Dans toutes les observations précédentes nous voyons
bien des faits qui peuvent se ranger sous cette conception. Les gens qui ont
réussi un vol, l'homme qui a offert une libation au cabaret, ceux qui ont
réussi à se faire obéir, ou simplement à faire souffrir, ceux qui
on obtenu un compliment prennent une attitude de vainqueurs et la conservent
pendant quelque temps même en accomplissant d'autres actes. Cette
remarque est si évidente que je la trouve faite souvent par les malades eux-mêmes.
« Un compliment du général, dit Bf., h. 27, je me relève comme un
cheval qu'on fouette, je reste plus énergique pendant plusieurs jours car je
reste un homme que le général félicite. » « Il faut, dit Zob., f. 50,
que ma fille me dise tout le temps : vous êtes la plus adorable des
femmes et tout le monde vous adore. Cela me fait tenir relevée comme une femme
qu'on adore au lieu d'être affaissée comme une femme écrasée par le
mépris. » Le vol est un succès pour Lov., f. 38, qui a lu beaucoup
de romans policiers et qui se félicite d'être si adroite :
« Oh ! La peur d'être vue, la lutte contre le danger, ma
conscience qui me dit : Qu'est-ce que tu fais ! et le triomphe !
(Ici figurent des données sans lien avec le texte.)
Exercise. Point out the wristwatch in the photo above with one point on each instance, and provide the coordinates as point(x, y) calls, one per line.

tout cela me fait relever la tête, me donne les yeux brillants et je
reste sous cette impression ». Dans toutes ces observations la tension
nécessitée par l'acte a déterminé une attitude générale de tension qui a
persisté pendant un temps plus ou moins long. Il y a un phénomène que
l'on pourrait appeler une irradiation
psychologique et il serait juste de l'opposer au phénomène de la
dérivation que nous avons étudié dans la dépression.
La mise en circulation des forces peut donc amener
dans certaines conditions favorables que nous aurons à rechercher une
nouvelle répartition des forces. Quand il y a de grosses dépenses il peut y
avoir en même temps des placements avantageux : un acte d'un niveau
plus élevé peut être obtenu et il détermine une modification du niveau de
tout l'esprit. C'est l'ensemble de ces modifications de la conduite qui
constitue l'excitation et qu'il ne
faut pas confondre avec l'agitation. L'excitation consiste essentiellement en
une élévation rapide de la tension psychologique au-dessus du degré qui est
resté le même pendant un certain temps. Cette élévation doit évidemment
se présenter de deux manières différentes : ou bien il s'agit d'une
élévation réelle au-dessus du niveau moyen qui caractérise les esprits que nous
considérons comme normaux. Cette excitation doit correspondre alors aux
phénomènes que l'on désigne sous le nom d'enthousiasme,
d'inspiration ; elle doit jouer un rôle dans les œuvres du génie,
dans les inventions et dans le progrès de la pensée, mais elle est peu
connue et ne joue guère de rôle dans ces études de thérapeutique. Une
autre excitation a été plus étudiée, c'est celle qui se présente chez les
malades et qui relève simplement la tension préalablement abaissée
jusqu'au niveau moyen considéré comme normal. Les augmentations des forces, les
grandes lois de la mobilisation, de l'équilibre, de l'irradiation psychologique
rendent cette transformation possible.